Pour André Duvillard, il y a aussi un gros travail à faire avec la population. "On doit développer les notions de résilience", dit-il, "on doit mieux expliquer ce qu'est la sécurité, y compris aux jeunes. On a tendance à zapper ces sujets-là, mais on voit aujourd'hui, avec la palette des risques et dangers, qu'il serait bon de développer cette approche pédagogique sur la sécurité".

"La pandémie a joué le rôle de 'réveil-matin' sur un certain nombre d'aspects", relève encore le Neuchâtelois. "La notion de gestion de crise est extrêmement importante. Il faut augmenter les préparatifs en termes de management de crise".

L'autre aspect est la coordination entre la Confédération et les cantons: "Se préparer à la crise, ça veut aussi dire s'exercer. En 2014, le Réseau national de sécurité relançait les grands exercices, avec deux thèmes: la pandémie et le black-out.

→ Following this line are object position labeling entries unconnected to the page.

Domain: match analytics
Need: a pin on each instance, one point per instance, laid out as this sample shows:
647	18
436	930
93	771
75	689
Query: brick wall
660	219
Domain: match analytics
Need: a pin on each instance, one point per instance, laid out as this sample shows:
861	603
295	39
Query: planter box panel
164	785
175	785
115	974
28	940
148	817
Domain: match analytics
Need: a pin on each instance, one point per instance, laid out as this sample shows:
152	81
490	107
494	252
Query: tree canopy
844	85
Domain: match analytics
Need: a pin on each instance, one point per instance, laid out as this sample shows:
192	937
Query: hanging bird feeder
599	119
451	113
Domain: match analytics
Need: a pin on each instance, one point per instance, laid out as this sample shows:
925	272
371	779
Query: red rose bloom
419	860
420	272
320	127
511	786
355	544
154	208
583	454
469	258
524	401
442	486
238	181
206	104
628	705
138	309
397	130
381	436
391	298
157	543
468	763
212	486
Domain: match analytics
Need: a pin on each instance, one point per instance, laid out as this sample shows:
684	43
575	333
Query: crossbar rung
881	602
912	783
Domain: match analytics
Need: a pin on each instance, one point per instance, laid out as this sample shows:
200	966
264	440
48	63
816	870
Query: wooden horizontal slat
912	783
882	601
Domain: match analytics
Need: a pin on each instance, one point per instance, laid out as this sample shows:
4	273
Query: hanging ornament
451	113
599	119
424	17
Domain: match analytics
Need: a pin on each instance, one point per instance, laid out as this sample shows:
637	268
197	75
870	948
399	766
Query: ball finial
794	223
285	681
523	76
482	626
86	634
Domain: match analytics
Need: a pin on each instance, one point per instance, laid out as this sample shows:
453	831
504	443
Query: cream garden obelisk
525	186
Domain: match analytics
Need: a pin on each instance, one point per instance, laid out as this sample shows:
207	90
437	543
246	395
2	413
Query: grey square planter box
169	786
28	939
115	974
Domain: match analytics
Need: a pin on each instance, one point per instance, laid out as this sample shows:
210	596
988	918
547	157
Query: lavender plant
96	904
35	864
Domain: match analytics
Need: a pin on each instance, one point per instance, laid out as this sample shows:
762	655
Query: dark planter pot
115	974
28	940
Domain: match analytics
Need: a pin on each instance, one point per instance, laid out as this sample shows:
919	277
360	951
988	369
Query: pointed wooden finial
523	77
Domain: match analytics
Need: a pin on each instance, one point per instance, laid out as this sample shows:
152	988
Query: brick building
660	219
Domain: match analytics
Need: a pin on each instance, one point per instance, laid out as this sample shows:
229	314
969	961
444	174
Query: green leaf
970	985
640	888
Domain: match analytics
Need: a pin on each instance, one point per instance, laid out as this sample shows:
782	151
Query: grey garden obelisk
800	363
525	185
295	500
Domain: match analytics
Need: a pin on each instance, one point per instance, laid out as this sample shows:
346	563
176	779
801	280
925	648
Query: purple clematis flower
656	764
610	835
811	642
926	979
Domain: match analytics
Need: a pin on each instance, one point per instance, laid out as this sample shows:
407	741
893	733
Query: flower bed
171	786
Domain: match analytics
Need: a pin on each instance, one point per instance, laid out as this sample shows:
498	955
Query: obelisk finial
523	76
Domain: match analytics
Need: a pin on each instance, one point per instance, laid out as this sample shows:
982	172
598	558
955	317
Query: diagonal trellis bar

Donc en 2014, on était à peu près dans l'actualité".

La sécurité en Suisse est un peu une grande complication.

André Duvillard

Reste que le fédéralisme helvétique complique encore la donne. "La sécurité en Suisse est un peu une grande complication, si vous me permettez cette image horlogère, avec de nombreuses pièces", illustre le délégué. "Il y a eu au cours des 50 dernières années de nombreuses tentatives d'avoir une meilleure coordination (…) Le Réseau national de sécurité a eu le mérite d'aller au-delà de sa phase pilote, de créer véritablement un état d'esprit. Mais si vous voulez avoir une structure un peu plus visible, avec de véritables compétences, c'est toujours extrêmement difficile".

André Duvillard estime donc qu'il faut construire sur l'existant. "Mon successeur aura pour mission de développer ce réseau, de combler peut-être certaines lacunes et de répondre à de nouveaux enjeux, parce que les choses évoluent très rapidement".